Monday, November 15, 2010

Did the Great Recession Happen in Retail?

If you noticed, I've focused some my tweets (rants) on Commercial Real Estate ETF ($IYR).  Whereas I think CRE should not have participated in this rally (another blog for another day), I believe that the SPDR S&P Retail ETF ($XRT) is at a level that is beyond silly.  This ETF started trading in June 2006 (pre-financial-Armageddon) and recently hit an all-time high!!!  XRT is basically going up due to good same-store sales, good consumer confidence and decent retail numbers.  But let's put the respectable 13 P/E and nice headlines to the side.  Can you say:  V-Shaped Recovery???

Brace yourselves:  the consumer is not dead (?).  In fact, the consumer seemed to navigate through unemployment, salary cuts, foreclosures, the financial crisis and increased commodity prices.  Ok, fine, the consumer probably benefited from some retailer price cuts.  Black Friday will be veeeery interesting.

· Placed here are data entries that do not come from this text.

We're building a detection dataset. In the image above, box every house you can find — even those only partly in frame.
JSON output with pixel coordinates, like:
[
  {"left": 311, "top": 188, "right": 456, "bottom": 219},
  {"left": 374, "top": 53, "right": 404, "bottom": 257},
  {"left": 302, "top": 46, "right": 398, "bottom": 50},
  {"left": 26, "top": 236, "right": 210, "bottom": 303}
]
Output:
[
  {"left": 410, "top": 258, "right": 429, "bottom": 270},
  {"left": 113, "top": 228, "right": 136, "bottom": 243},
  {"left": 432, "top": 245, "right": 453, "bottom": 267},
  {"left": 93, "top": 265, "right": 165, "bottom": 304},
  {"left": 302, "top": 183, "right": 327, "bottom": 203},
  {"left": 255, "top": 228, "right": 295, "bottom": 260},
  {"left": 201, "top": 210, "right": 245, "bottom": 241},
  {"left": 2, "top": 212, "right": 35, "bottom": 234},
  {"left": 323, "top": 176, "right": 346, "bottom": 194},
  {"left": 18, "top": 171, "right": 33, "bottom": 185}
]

At first, I thought this ETF was 100% held in Amazon and Netflix.  That could be the only explanation for the 300% return since November 2008.  But I am usually wrong:  XRT has Gymboree, JC Penney, Carmax, Officemax, Group 1 Automative, Ann Taylor, Tiffany, Abercrombie+Fitch, Whole Foods and Best Buy as its top 10 holdings (18.5% as of 11/12/2010).  I'm sure these larger companies have managed their inventories/balance sheets and benefited from smaller players going out of business.

Do I think XRT should re-test 16?  No.  Do I think Retail was completely immune to the financial crisis?  I think not. I will be buying XRT puts and once there is volume, RETS (3x Bear Retail).

One caveat, this is more of a disbelief of the current price level relative to the broader market than any TA or macro analysis.  POMO is fine and well but the consumer is not alive and well.  Maybe I'm missing something.